Now your US packages? Those aren’t too hard to send. We covered that in last week’s version of this same scenario. But you’ve got 12 packages that aren’t US-bound. Five go to Europe, three to Australia, two to South America, one to Russia, and one to Belize.
After dropping off a big batch of US-bound packages, you return to the post office the following day with your remaining 12 packages. Each one is neatly packed with the lightest material you can find. You make sure that the package is a small as it possibly can be. Smartly, you ship First Class International instead of Priority to save money. You don’t get tracking and the packages can take weeks to ship, but Priority Mail can be close to $100 each. That’s seriously cutting into your profits, and would even make you run at a loss.
You fill out 12 different customs forms by hand. It’s pretty time-consuming. You wind up paying a little over $500 to ship everything. Weeks later, your customers receive their packages. Some of them receive them with no issue, a few of them have to pay customs fees on delivery but they let it slide, two more are demanding reimbursement for the customs fees, and one package went missing entirely.
At this point, you’re probably hearing the record scratch. Customers getting charged customs? Paying extremely high shipping rates? Whaaaat?
I’ve done quite a bit of research and I’ve yet to find a satisfying way to fulfill board games internationally without going through a third party such as Games Quest, or another company with global distribution. The simple fact is that sending a board game from your house to Australia can be as much as $50. Similarly, you can send a similar game to the UK for about $30, but then they’ll get hit with customs and handling fees when it’s time to receive their package at the door. It’s a mess.
Can you fix this by using FedEx or UPS? Maybe, maybe not. That’s highly dependent upon the nature of your project and I’ve never had any luck with it. Their rate estimates come out so high that they wind up making the USPS look good.
Some clever folks have worked around the difficulties of international fulfillment for small Kickstarters by shipping a few copies of their game to friends within a region or country, such as the European Union, and then having them ship the games separately from there. Does that work? Sure, it can. But do you really want your business to depend on bundling games to send to overseas friends and then pressing them to fulfill your deadlines? I sure don’t, and to be honest, it’s not usually a money saver. That brings me to…
Scenario 2: You have Games Quest fulfill your games for you.
Again, I’m using brand names here, but that doesn’t imply loyalty to them.
“Eighteen hundred games!” Your parents can’t believe it. How could your scrappy team of three make $51,000 on Kickstarter? That’s enough to order more than the MOQ from Panda Games, with stretch goals to boot!

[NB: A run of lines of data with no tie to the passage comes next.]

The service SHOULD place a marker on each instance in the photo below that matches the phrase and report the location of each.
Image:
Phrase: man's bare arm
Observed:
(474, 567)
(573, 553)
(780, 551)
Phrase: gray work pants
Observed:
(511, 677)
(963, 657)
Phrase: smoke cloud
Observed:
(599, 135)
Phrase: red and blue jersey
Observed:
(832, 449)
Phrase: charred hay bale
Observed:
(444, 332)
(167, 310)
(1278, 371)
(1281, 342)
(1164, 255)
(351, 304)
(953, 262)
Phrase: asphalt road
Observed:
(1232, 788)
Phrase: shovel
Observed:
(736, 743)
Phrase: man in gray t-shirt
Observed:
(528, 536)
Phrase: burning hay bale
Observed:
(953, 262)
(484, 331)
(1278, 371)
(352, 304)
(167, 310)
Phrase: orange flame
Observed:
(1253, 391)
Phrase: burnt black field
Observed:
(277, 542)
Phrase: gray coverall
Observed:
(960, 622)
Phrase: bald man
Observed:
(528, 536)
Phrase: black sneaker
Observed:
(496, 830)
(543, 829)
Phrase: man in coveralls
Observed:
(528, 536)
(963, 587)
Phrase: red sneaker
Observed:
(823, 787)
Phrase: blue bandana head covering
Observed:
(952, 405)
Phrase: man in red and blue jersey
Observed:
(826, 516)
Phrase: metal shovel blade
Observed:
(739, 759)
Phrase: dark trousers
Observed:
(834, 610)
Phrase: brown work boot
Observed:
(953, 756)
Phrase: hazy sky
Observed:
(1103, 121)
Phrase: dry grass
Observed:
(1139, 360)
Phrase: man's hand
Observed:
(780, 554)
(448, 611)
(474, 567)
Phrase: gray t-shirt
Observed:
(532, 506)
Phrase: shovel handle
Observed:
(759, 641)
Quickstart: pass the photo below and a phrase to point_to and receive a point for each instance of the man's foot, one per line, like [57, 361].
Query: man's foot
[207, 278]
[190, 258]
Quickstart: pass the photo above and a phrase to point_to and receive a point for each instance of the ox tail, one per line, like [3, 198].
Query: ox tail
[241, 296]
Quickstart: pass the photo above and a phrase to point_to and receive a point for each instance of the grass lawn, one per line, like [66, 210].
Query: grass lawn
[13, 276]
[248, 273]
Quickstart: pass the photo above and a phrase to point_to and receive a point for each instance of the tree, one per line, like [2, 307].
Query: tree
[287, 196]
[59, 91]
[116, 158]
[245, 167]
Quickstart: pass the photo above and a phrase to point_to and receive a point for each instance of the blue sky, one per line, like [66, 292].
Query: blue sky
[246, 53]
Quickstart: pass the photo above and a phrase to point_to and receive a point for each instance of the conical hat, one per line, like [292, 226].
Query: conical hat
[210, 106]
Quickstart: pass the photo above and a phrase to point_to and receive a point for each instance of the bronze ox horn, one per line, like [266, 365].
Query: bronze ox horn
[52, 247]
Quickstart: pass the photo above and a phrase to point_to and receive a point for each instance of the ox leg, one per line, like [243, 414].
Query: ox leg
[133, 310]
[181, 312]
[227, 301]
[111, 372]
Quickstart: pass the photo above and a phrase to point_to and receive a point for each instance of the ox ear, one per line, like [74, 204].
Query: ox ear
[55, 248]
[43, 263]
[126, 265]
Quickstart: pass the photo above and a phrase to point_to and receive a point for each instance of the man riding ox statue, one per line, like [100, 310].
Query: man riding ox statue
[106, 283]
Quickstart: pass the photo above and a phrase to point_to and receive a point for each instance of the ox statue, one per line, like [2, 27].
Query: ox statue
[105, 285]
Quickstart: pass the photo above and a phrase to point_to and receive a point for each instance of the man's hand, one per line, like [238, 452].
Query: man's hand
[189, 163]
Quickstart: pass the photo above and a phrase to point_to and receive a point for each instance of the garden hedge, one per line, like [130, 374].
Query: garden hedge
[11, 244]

Last week, when we ran through this scenario, you sent most of your stock to Fulfillrite, a company that specializes in fulfilling packages to the US. They can fulfill packages internationally, too, but they can’t do it in the customs-friendly way that backers have become accustomed to. (This might change by the time you read this, though.)
To fulfill your 217 international packages, you send 250 units to Games Quest. Like Fulfillrite, they take care of fulfillment behind the scenes. The only difference is that they’re sending to different countries. The average package costs about 10 pounds to ship, or $13.
Every once in a while, you get a customer service call saying they haven’t received their package. They’re so few and far between that you send another game no questions asked. By all measures, your campaign was a smashing success and you barely had to work during fulfillment!
International fulfillment is nothing to be intimidated by. It’s not as simple as domestic fulfillment, but there are a great number of services available to board game creators like you and me to help make the process easier.